Third, the eBPF framework records 36 real‑time features for every installation and post‑installation run. The feature set spans six categories: (1) system‑call sequences, (2) file and directory access logs, (3) network traffic metadata (packet counts, destinations, ports), (4) resource consumption (CPU, memory, I/O), (5) dependency resolution events, and (6) installer script outcomes. The authors reduced an initial pool of > 105 probes to the most informative 36, achieving low overhead (average CPU < 3 %, memory < 50 MB). All traces are stored in CSV/Parquet format for easy ingestion.

The dataset is then used to benchmark four supervised models: Random Forest, XGBoost, a 1‑D Convolutional Neural Network, and an LSTM network.
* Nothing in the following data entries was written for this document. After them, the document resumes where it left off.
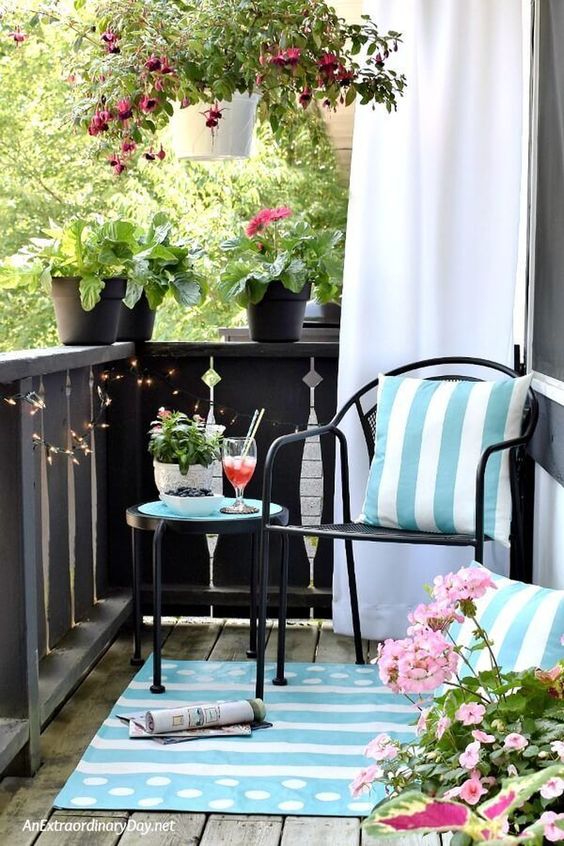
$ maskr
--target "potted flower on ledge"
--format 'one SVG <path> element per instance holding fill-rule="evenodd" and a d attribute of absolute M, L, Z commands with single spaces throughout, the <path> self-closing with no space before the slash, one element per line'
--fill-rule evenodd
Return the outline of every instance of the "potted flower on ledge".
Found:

Using 5‑fold cross‑validation, the models achieve average accuracy > 96 %, precision and recall > 0.93, and F1‑score ≈ 0.94. Notably, the dynamic‑only features enable detection of four malicious packages that were labeled benign by all existing metadata and static datasets. These four packages each had thousands of downloads, underscoring the real‑world impact of the missed detections.
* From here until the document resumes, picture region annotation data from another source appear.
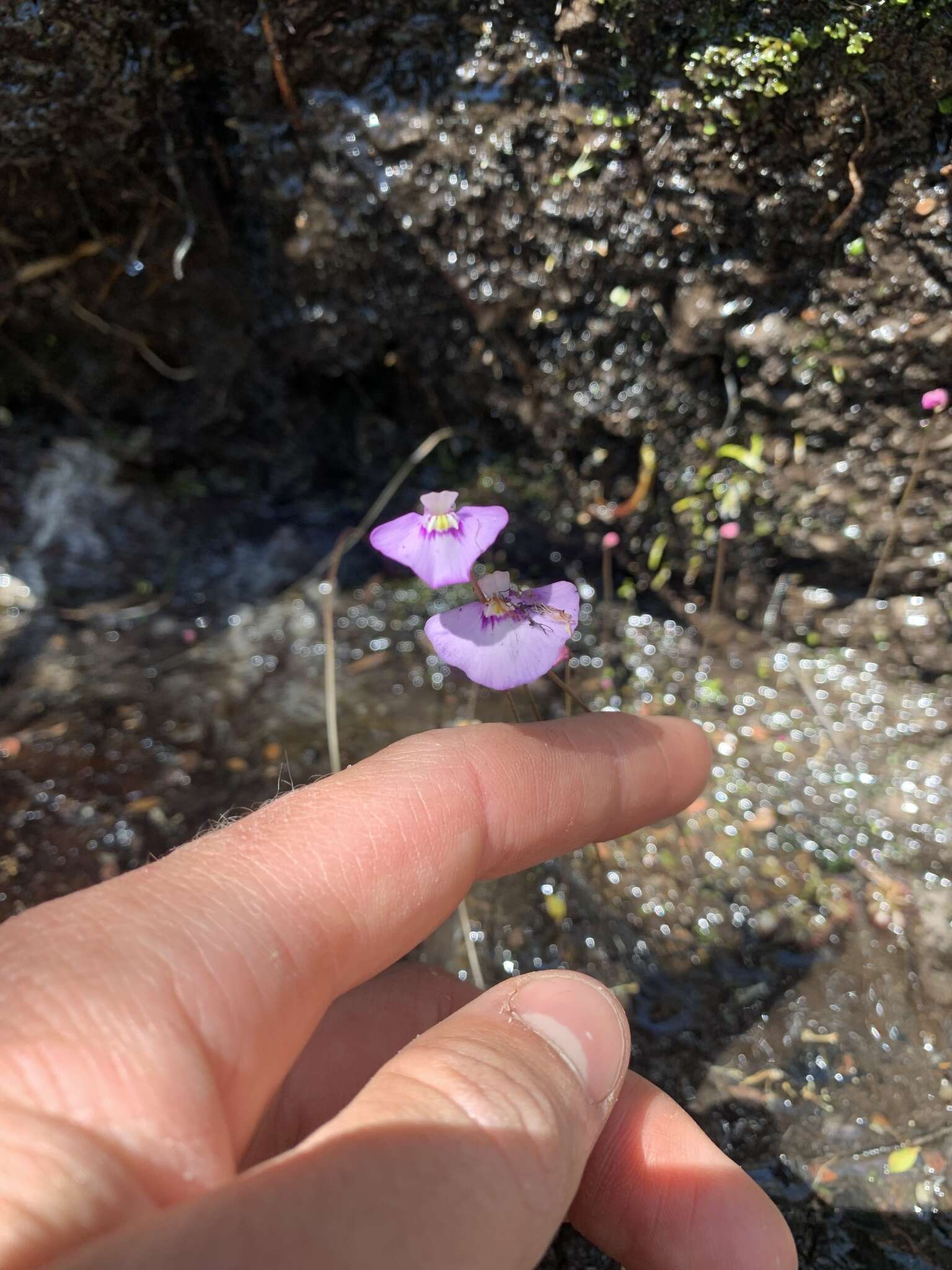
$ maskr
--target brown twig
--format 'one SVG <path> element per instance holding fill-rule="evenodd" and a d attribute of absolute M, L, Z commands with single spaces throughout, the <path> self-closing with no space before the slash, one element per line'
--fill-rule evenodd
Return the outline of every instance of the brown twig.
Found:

A comparative analysis shows that metadata‑only approaches suffer from high false‑positive rates (> 30 %) and near‑zero recall for multi‑stage attacks, while static code datasets miss obfuscated or install‑time payloads entirely. QUT‑DV25’s dynamic traces provide the missing visibility, allowing models to learn patterns such as delayed network connections, unusual file writes in temporary directories, and atypical dependency chains that are characteristic of modern supply‑chain threats.
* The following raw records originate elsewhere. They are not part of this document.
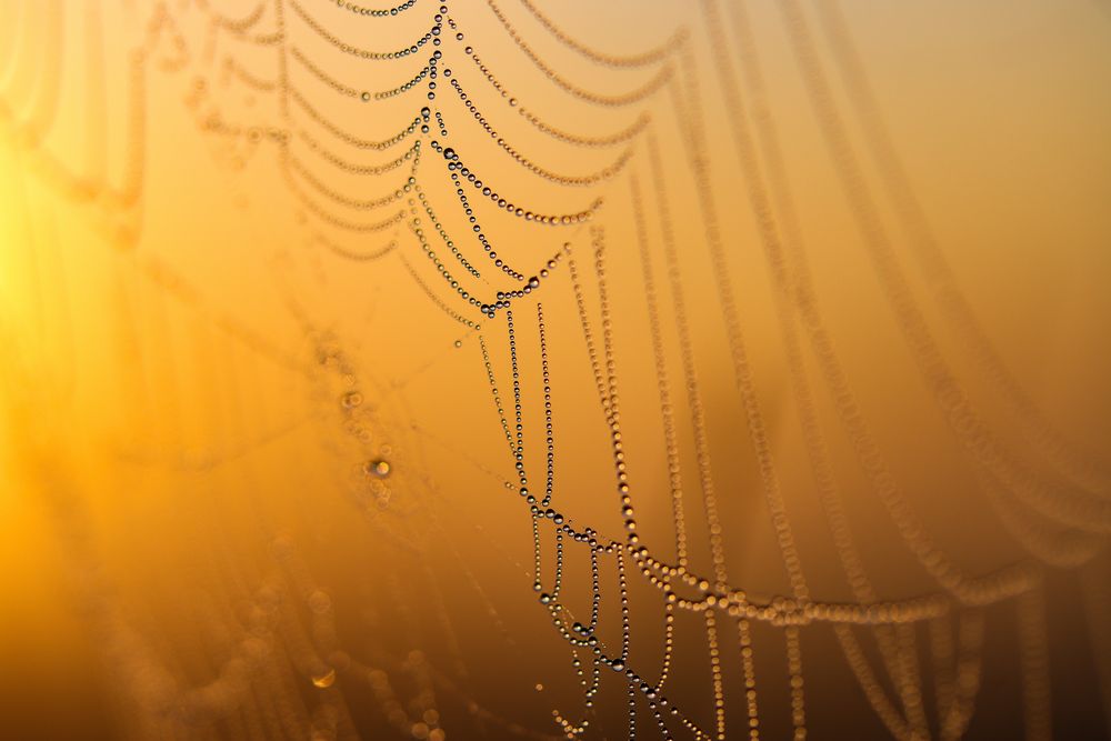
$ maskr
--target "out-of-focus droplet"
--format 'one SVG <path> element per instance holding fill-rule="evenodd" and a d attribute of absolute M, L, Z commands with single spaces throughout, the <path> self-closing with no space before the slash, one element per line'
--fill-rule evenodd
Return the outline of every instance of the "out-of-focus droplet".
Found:
<path fill-rule="evenodd" d="M 384 479 L 390 475 L 393 467 L 390 465 L 390 461 L 379 458 L 373 461 L 367 461 L 367 464 L 362 469 L 367 475 L 377 475 L 379 479 Z"/>
<path fill-rule="evenodd" d="M 321 690 L 327 690 L 329 687 L 336 683 L 336 670 L 329 669 L 327 672 L 320 677 L 312 678 L 312 685 Z"/>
The authors acknowledge limitations: (a) the Raspberry Pi sandbox may not perfectly emulate production server environments, potentially affecting the manifestation of hardware‑specific malware; (b) eBPF probe selection still requires expert knowledge, and future work could automate probe optimization; (c) attacks that embed kernel‑level rootkits or exploit hardware features may evade the current probe set.

Future directions include extending the framework to other operating systems (Windows, macOS, diverse Linux distributions), integrating automatic probe generation, exploring federated learning to preserve privacy while sharing threat intelligence, and building real‑time response mechanisms that can quarantine or rollback malicious installations based on live eBPF alerts.

In conclusion, QUT‑DV25 is the first publicly released, large‑scale, eBPF‑based dynamic analysis dataset for PyPI. It bridges the gap between static/metadata benchmarks and the reality of modern supply‑chain attacks, offering researchers a robust foundation for developing, evaluating, and benchmarking advanced detection methods. The dataset, source code, and detailed execution instructions are openly available, promoting reproducibility and encouraging the community to build more resilient OSS ecosystems.